Practical Guidelines
When to Use LLMs
LLMs are most valuable for:
- Boilerplate generation - When you know exactly what pattern you need
- Code translation - Converting between languages you understand
- Refactoring assistance - When you can evaluate the output
- Documentation writing - When you can verify accuracy
- Test generation - When you understand what needs testing
- Exploring APIs - When you can verify against documentation
- Code review support - When you can judge the feedback
When NOT to Use LLMs
Avoid LLMs for:
- Learning fundamentals - Learn properly first, use LLMs to accelerate later
- Architecture decisions - These require deep understanding of trade-offs
- Security-critical code - Without understanding, you can't verify safety
- Performance optimization - Requires profiling and measurement, not guessing
- Debugging complex issues - LLMs can suggest, but you must understand the root cause
Best Practices
- Always review generated code - Never blindly accept LLM output
- Test thoroughly - LLM code often works for happy paths but fails on edge cases
- Understand before committing - If you don't understand it, don't merge it
- Use as a starting point - Treat suggestions as drafts, not final solutions
- Verify against documentation - Check that code follows actual APIs and patterns
- Consider maintainability - Will you or your team understand this in 6 months?
The Competence Amplifier
LLMs are competence amplifiers, not competence creators.
- 10x developer + LLM = 15x developer
- 1x developer + LLM = 0.5x developer (creates more problems than they solve)

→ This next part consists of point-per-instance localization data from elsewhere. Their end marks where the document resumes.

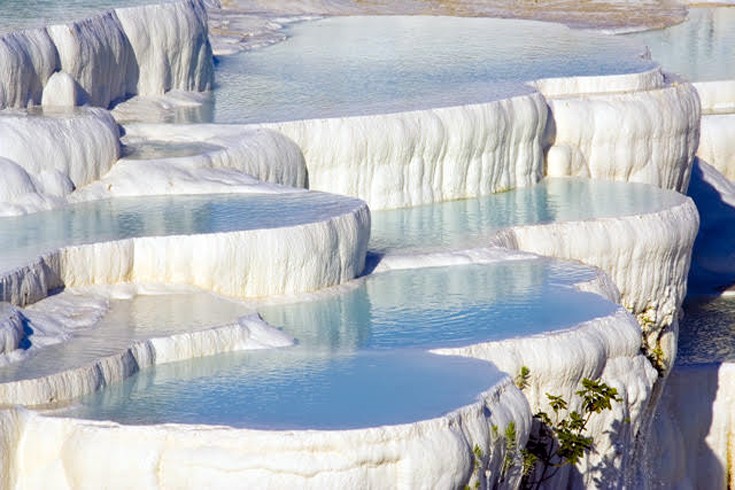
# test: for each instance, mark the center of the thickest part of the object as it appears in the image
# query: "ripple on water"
(345, 66)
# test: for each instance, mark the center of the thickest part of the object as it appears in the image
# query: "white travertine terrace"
(45, 158)
(247, 156)
(245, 263)
(694, 429)
(11, 328)
(609, 348)
(638, 128)
(647, 257)
(422, 454)
(247, 333)
(412, 158)
(647, 136)
(109, 57)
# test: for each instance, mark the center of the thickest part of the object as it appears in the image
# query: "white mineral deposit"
(328, 244)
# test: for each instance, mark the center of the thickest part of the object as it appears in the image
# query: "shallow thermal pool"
(22, 14)
(367, 65)
(24, 238)
(699, 49)
(470, 222)
(707, 331)
(124, 322)
(358, 362)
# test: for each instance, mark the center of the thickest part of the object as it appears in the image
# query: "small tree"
(561, 439)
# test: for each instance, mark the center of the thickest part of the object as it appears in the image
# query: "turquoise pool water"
(358, 362)
(344, 66)
(20, 14)
(24, 238)
(699, 49)
(470, 222)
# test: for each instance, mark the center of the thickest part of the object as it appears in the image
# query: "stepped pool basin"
(124, 322)
(472, 222)
(357, 362)
(699, 49)
(24, 238)
(350, 66)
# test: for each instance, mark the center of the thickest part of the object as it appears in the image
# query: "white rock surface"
(716, 96)
(717, 143)
(647, 136)
(242, 264)
(45, 158)
(694, 429)
(27, 61)
(632, 82)
(139, 50)
(234, 159)
(608, 348)
(413, 158)
(11, 328)
(247, 333)
(171, 47)
(432, 453)
(96, 53)
(647, 257)
(62, 90)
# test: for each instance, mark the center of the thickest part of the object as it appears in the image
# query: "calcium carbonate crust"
(421, 157)
(648, 136)
(44, 158)
(109, 57)
(647, 257)
(247, 333)
(423, 454)
(694, 428)
(608, 348)
(242, 264)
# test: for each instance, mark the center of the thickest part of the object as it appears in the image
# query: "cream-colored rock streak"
(646, 136)
(423, 454)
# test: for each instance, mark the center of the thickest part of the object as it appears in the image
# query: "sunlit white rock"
(646, 256)
(27, 61)
(108, 57)
(694, 429)
(11, 328)
(717, 96)
(717, 142)
(232, 159)
(629, 82)
(247, 263)
(62, 90)
(170, 45)
(47, 157)
(412, 158)
(437, 452)
(246, 333)
(608, 348)
(647, 136)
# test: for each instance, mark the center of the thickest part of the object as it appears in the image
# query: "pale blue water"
(24, 238)
(367, 65)
(357, 363)
(701, 48)
(471, 222)
(289, 389)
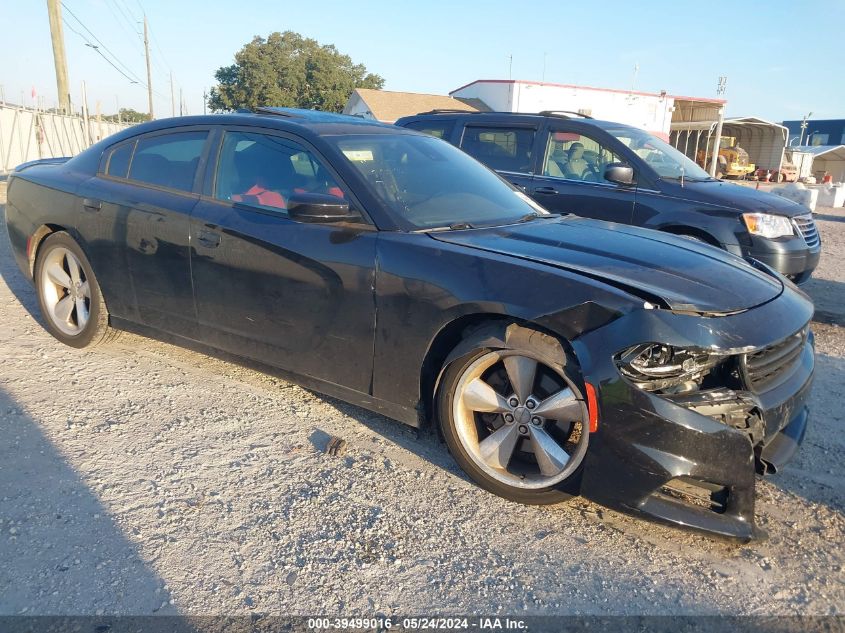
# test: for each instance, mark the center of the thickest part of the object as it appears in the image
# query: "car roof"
(572, 117)
(303, 122)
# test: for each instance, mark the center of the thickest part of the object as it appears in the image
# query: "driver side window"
(573, 156)
(265, 171)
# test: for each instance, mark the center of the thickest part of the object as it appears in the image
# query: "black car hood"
(682, 274)
(726, 194)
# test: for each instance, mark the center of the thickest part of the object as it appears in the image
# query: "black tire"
(531, 345)
(95, 330)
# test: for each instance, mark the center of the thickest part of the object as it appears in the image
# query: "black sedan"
(558, 355)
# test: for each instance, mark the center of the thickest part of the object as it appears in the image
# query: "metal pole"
(149, 70)
(58, 38)
(85, 122)
(714, 161)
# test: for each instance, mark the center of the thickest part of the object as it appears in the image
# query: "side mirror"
(620, 173)
(319, 208)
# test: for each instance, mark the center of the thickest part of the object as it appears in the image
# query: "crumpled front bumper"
(647, 445)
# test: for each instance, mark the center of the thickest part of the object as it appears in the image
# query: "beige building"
(387, 106)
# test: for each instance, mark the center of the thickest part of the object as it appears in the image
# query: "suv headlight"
(767, 225)
(658, 367)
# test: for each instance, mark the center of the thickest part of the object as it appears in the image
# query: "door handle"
(91, 204)
(209, 239)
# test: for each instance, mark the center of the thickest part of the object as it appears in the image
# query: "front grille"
(806, 226)
(764, 368)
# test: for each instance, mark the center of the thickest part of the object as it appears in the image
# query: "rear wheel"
(516, 422)
(69, 295)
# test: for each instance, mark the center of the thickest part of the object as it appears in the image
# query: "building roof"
(388, 106)
(543, 83)
(752, 120)
(837, 152)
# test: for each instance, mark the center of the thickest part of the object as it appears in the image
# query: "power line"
(106, 48)
(96, 48)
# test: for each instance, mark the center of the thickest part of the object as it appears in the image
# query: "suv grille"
(807, 227)
(765, 367)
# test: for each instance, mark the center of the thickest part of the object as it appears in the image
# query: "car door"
(570, 178)
(135, 219)
(505, 147)
(295, 295)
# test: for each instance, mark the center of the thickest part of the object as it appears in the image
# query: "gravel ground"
(143, 478)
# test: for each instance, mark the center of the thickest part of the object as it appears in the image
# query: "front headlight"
(767, 225)
(658, 367)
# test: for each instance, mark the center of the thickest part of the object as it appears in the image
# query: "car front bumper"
(792, 257)
(649, 446)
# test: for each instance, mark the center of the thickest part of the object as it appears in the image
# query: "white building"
(650, 111)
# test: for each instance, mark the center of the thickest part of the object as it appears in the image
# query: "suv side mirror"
(319, 208)
(620, 173)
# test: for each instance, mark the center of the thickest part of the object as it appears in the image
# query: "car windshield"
(431, 184)
(664, 159)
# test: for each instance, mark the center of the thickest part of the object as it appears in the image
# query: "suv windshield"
(660, 156)
(431, 184)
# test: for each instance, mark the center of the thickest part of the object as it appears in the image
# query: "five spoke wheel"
(519, 420)
(66, 291)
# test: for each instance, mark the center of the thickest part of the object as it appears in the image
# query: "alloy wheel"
(520, 420)
(66, 292)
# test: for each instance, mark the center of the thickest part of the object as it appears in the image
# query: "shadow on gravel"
(815, 473)
(829, 298)
(61, 551)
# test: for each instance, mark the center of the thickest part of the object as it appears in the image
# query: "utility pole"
(721, 88)
(85, 120)
(58, 38)
(149, 70)
(803, 128)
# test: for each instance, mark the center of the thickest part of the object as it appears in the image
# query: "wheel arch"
(446, 347)
(37, 239)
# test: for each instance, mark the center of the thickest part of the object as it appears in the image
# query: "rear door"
(135, 219)
(507, 148)
(570, 178)
(294, 295)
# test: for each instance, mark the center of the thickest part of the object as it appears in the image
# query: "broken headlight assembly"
(666, 369)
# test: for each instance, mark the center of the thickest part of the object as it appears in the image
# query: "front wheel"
(516, 422)
(69, 295)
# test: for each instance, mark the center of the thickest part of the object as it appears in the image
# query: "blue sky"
(782, 58)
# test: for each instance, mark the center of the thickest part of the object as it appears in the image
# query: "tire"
(518, 432)
(68, 294)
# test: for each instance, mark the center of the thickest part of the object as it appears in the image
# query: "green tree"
(289, 70)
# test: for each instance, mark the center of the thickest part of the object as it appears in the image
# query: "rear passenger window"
(118, 162)
(500, 148)
(440, 129)
(168, 160)
(265, 171)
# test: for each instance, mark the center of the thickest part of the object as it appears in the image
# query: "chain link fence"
(29, 134)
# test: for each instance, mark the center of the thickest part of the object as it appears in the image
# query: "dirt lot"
(146, 478)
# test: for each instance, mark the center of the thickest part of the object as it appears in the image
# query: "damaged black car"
(557, 355)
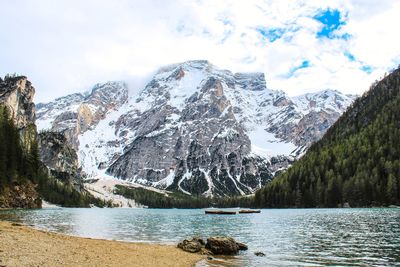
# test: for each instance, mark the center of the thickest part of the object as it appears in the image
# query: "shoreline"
(21, 245)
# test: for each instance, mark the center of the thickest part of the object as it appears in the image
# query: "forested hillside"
(356, 162)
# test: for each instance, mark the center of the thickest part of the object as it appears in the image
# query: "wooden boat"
(249, 211)
(223, 212)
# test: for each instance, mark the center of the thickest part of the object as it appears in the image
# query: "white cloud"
(66, 46)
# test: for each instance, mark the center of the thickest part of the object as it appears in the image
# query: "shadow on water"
(291, 237)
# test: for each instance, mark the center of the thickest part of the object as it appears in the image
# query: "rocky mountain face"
(59, 157)
(193, 128)
(17, 93)
(76, 113)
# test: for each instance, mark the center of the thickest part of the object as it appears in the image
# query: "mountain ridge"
(210, 113)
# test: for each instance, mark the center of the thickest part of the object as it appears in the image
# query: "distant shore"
(24, 246)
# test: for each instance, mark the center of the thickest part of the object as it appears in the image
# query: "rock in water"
(224, 245)
(259, 254)
(242, 246)
(194, 245)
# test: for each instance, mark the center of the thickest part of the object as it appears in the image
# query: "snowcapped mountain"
(193, 128)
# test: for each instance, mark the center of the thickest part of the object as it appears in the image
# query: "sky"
(67, 46)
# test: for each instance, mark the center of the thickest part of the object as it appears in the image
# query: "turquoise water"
(288, 237)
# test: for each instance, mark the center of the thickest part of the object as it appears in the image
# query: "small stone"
(194, 245)
(223, 245)
(259, 254)
(242, 246)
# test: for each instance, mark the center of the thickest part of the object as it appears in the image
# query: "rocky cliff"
(17, 93)
(60, 158)
(193, 128)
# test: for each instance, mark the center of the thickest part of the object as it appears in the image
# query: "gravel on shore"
(24, 246)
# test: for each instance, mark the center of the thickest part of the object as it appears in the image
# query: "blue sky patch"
(331, 19)
(350, 56)
(303, 65)
(271, 34)
(367, 69)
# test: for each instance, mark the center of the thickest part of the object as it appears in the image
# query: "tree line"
(357, 162)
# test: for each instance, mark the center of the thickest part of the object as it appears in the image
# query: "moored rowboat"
(249, 211)
(220, 212)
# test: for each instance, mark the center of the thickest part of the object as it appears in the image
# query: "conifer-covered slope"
(356, 162)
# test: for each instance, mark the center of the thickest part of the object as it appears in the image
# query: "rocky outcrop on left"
(17, 93)
(20, 195)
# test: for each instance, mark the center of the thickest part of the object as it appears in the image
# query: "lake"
(288, 237)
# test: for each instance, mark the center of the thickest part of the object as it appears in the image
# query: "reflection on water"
(308, 237)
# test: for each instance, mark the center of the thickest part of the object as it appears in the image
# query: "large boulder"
(219, 245)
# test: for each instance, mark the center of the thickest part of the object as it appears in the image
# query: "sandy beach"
(24, 246)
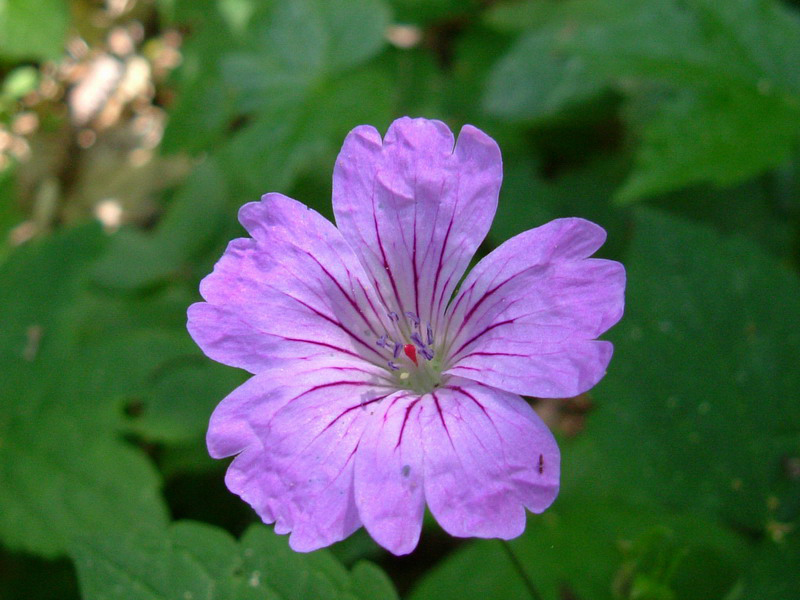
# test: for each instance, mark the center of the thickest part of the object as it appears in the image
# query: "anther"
(411, 352)
(414, 319)
(417, 340)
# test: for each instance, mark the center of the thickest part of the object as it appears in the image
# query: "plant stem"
(522, 573)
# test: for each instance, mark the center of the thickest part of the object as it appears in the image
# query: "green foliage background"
(673, 123)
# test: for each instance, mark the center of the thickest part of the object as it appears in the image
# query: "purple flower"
(375, 389)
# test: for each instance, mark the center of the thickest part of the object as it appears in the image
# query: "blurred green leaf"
(192, 560)
(427, 12)
(137, 259)
(733, 104)
(536, 80)
(63, 468)
(591, 547)
(270, 152)
(774, 574)
(33, 29)
(704, 377)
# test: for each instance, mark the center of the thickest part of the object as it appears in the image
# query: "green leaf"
(736, 111)
(711, 137)
(33, 29)
(137, 259)
(192, 560)
(703, 379)
(536, 80)
(63, 469)
(591, 547)
(298, 45)
(727, 101)
(274, 149)
(774, 573)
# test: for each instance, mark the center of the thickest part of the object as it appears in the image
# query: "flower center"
(410, 353)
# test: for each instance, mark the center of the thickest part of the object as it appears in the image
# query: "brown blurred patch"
(565, 415)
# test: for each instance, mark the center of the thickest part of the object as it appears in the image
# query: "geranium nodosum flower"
(375, 389)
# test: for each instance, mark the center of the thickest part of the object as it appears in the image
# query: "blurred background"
(132, 130)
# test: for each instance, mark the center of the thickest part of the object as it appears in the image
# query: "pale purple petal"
(488, 456)
(526, 318)
(415, 208)
(296, 432)
(388, 482)
(296, 290)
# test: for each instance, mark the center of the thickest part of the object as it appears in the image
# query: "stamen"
(417, 340)
(411, 352)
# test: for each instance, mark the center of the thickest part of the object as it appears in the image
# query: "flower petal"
(242, 423)
(389, 474)
(295, 290)
(415, 208)
(527, 316)
(487, 457)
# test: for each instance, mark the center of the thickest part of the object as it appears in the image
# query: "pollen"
(411, 352)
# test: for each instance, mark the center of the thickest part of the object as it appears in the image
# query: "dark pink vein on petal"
(441, 418)
(405, 420)
(352, 302)
(339, 325)
(481, 334)
(383, 253)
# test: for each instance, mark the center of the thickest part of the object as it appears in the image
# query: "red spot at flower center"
(411, 352)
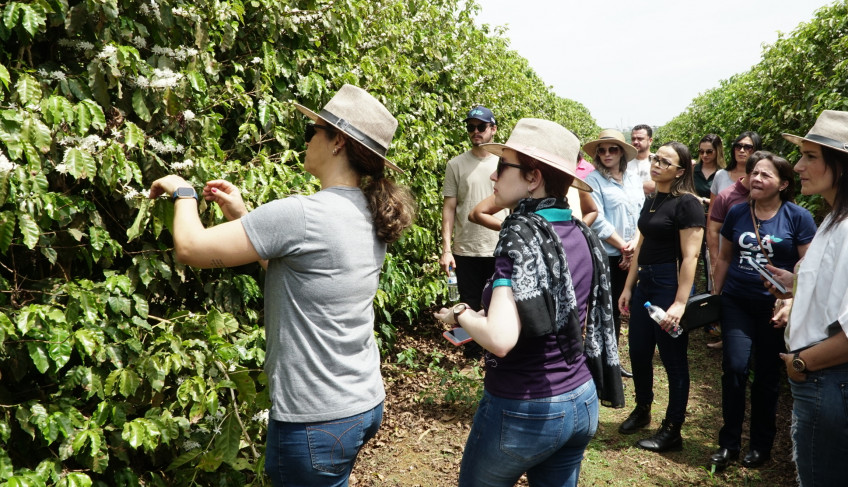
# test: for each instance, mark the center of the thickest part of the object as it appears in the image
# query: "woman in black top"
(672, 226)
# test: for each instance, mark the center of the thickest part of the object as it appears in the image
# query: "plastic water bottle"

The better you are, the more value you get from LLMs. They help you move faster on things you already know how to do.
Warning Signs
You're using LLMs incorrectly if:
- You can't explain how the generated code works
- You're spending more time debugging LLM code than writing your own
- Your PRs are getting rejected for quality issues
- You're creating technical debt faster than you're shipping features
- You're afraid to touch code you generated with an LLM
- You're using LLMs to learn a new technology from scratch
Investment in Understanding
Time spent learning is never wasted.
- Read the documentation
- Work through tutorials
- Build small projects to understand fundamentals
- Study your codebase's patterns
- Ask questions when you don't understand
Once you have understanding, LLMs become incredibly powerful tools. Without it, they're a liability.
Team Expectations
At Eddy, we expect:
- Code understanding - You can explain any code you commit
- Quality standards - LLM-generated code meets the same standards as hand-written code
- Testing - All code is properly tested, regardless of how it was created
- Documentation - Complex logic is documented, especially if LLM-generated
- Honest communication - If you're stuck or don't understand something, ask for help
Conclusion
LLMs are powerful tools that can make you significantly more productive - if you already know what you're doing. They're not a shortcut to competence, but they can help competent developers move faster.
Invest in understanding first. Use LLMs to accelerate second.